Knight Financial Services (formerly Lender Processing Services) reports that
home values in the U.S. as of December remained within 14 percent of
the peak reached in 2006. Measured by
Black Knight's Home Price Index (HPI) the national single family home price was
$232,000 in January, unchanged from December and 8.0 percent above the $215,000
HPI in January 2013. Year over year price appreciation slowed by 0.4 percent.
The pace of appreciation varies greatly by state. Prices in California saw the best year-over-year growth (+14.8%) among the 20 largest states while New York experienced the best month-over-month gains in that same cohort (+0.6 percent).

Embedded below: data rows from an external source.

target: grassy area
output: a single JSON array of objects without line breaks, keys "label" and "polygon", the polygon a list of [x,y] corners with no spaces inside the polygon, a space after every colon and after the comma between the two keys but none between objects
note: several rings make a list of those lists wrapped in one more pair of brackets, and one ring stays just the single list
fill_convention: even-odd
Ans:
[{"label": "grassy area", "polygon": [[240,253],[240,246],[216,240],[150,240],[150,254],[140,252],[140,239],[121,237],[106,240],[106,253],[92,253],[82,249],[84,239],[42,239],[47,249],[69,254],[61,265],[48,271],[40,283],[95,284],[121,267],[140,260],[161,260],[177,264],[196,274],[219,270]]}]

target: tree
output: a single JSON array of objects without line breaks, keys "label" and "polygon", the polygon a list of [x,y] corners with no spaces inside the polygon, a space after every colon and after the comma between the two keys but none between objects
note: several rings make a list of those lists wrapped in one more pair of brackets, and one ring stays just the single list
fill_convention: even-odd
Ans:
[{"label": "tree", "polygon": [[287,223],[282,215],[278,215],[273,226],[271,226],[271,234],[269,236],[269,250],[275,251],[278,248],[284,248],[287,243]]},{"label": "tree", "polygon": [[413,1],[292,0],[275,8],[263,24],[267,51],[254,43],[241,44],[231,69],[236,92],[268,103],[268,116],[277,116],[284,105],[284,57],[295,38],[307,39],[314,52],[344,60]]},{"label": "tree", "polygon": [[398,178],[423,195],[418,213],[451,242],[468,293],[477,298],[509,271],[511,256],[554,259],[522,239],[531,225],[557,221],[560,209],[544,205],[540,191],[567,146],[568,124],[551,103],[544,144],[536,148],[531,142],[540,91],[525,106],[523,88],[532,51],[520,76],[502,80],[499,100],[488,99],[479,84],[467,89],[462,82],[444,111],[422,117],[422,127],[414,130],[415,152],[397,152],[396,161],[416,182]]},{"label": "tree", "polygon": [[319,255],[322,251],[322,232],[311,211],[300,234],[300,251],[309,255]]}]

Ohio led the field heading in the other direction, with the fastest rate of depreciation (-0.9 percent) for a state and for a metro area (-1.1 percent in Cleveland). Also in contrast to California, Ohio only gained 3.1 percent year-over-year, but there's a catch. Whereas California remains 24.7 percent away from the 2006 price peak, Ohio is only 12.7 percent away--outpacing the national average of 14 percent.

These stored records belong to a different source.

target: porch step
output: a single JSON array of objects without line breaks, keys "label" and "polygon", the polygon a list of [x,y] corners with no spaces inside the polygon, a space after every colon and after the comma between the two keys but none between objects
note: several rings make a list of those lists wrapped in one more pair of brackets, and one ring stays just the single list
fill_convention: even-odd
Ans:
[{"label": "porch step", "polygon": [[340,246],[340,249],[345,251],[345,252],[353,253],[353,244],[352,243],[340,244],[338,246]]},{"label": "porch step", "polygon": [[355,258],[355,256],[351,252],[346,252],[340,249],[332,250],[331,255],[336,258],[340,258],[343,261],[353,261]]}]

Other states are even closer to previous peaks. These include Colorado ($256k vs $258k peak), New York ($329k vs $342k peak), and Texas ($186k vs $187k peak). Pennsylvania, Tennessee, and Massachusetts were all within 10% as well.
Several states were farther away from 2006 peaks than California in percentage terms. These include Florida (-34.1 percent), Arizona (-31.6 percent), and Illinois (-24.3 percent).
Knight bases its HPI on a repeat sales analysis of home prices from the
relevant month's residential real estate transactions combined with its loan-level
databases. The data covers 18,500 U.S.
ZIP codes and takes into account price discounts for REO and short sales.